🤖 AI Summary
Existing approaches primarily focus on prediction while lacking explicit joint reasoning over spatiotemporal dynamics, spatial dependencies, and textual context, limiting their applicability in high-stakes domains such as transportation and power grids. To address this gap, this work proposes STReasoner, a novel framework that introduces ST-Bench—the first multitask benchmark tailored for spatiotemporal reasoning—and develops a spatial-aware Group Relative Policy Optimization (S-GRPO) algorithm. S-GRPO uniquely incorporates spatial information gain as a reward signal in reinforcement learning to guide large language models in explicitly fusing time series, graph structures, and textual inputs for coherent reasoning. Experiments demonstrate that the proposed method achieves average accuracy improvements of 17%–135% across multiple tasks, operates at only 0.004× the cost of commercial models, and exhibits strong generalization capabilities on real-world data.
📝 Abstract
Spatio-temporal reasoning in time series involves the explicit synthesis of temporal dynamics, spatial dependencies, and textual context.
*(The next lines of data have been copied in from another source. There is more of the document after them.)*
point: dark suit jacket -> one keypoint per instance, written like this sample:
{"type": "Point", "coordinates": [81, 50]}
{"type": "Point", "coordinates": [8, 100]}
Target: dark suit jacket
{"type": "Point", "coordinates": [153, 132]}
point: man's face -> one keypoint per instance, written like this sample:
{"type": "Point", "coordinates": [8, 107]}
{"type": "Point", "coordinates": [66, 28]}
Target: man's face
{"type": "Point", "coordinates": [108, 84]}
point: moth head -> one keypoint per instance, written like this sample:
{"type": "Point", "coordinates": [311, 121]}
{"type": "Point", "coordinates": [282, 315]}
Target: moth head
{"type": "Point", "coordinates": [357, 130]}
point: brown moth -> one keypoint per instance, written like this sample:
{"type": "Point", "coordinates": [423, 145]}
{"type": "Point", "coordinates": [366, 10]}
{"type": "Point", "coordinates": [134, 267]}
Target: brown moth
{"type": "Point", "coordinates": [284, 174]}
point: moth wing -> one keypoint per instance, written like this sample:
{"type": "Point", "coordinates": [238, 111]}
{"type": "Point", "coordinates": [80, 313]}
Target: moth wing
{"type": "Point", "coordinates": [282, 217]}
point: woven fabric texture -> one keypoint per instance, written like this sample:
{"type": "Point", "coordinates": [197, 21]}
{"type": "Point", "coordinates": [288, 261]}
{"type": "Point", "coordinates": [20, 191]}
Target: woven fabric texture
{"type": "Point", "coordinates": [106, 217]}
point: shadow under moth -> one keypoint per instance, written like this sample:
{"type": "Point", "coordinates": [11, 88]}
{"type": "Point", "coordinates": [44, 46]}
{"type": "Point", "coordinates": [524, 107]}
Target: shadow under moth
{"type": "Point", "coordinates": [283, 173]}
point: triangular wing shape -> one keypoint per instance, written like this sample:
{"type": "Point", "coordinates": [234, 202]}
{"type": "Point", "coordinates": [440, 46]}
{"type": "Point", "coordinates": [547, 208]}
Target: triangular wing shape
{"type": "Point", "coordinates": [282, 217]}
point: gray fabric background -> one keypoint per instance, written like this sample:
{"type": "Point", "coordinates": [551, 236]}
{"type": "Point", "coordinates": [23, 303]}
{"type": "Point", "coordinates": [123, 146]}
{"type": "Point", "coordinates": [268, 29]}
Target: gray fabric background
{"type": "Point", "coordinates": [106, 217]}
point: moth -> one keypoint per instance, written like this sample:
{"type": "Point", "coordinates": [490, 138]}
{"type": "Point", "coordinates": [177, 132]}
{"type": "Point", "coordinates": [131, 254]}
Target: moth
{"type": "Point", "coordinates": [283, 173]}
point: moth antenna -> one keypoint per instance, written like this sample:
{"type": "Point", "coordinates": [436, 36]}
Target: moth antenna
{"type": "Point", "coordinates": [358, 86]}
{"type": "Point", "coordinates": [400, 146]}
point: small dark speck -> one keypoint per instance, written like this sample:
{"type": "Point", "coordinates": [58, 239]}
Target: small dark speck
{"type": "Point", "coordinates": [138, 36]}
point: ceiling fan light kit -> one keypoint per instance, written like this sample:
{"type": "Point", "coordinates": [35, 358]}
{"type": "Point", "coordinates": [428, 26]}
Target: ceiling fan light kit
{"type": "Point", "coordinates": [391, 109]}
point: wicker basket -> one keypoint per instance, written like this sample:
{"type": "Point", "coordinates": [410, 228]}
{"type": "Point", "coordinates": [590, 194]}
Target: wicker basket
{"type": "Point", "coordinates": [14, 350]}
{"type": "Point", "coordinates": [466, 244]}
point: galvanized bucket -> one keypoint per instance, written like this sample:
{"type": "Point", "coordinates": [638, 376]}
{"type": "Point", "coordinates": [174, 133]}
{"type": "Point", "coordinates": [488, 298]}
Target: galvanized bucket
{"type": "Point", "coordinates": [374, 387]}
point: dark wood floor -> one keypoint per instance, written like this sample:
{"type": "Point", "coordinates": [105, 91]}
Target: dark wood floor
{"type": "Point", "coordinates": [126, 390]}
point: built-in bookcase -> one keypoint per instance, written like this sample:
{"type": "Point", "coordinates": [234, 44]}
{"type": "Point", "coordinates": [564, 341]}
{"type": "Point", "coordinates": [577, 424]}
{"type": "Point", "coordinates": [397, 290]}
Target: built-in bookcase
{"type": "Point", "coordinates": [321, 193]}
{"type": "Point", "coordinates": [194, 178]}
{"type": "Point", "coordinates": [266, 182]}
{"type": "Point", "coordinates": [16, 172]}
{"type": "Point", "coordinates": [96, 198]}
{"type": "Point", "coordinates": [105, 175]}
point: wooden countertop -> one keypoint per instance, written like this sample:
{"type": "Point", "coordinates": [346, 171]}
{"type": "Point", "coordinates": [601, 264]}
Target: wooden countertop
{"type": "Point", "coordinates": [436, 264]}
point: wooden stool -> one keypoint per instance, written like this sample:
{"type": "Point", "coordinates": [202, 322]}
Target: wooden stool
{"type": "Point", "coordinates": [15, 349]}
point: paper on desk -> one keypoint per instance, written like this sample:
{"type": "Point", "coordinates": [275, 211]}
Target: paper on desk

This capability is vital for high-stakes decision-making in systems such as traffic networks, power grids, and disease propagation. However, the field remains underdeveloped because most existing works prioritize predictive accuracy over reasoning. To address the gap, we introduce ST-Bench, a benchmark consisting of four core tasks, including etiological reasoning, entity identification, correlation reasoning, and in-context forecasting, developed via a network SDE-based multi-agent data synthesis pipeline. We then propose STReasoner, which empowers LLM to integrate time series, graph structure, and text for explicit reasoning. To promote spatially grounded logic, we introduce S-GRPO, a reinforcement learning algorithm that rewards performance gains specifically attributable to spatial information. Experiments show that STReasoner achieves average accuracy gains between 17% and 135% at only 0.004X the cost of proprietary models and generalizes robustly to real-world data.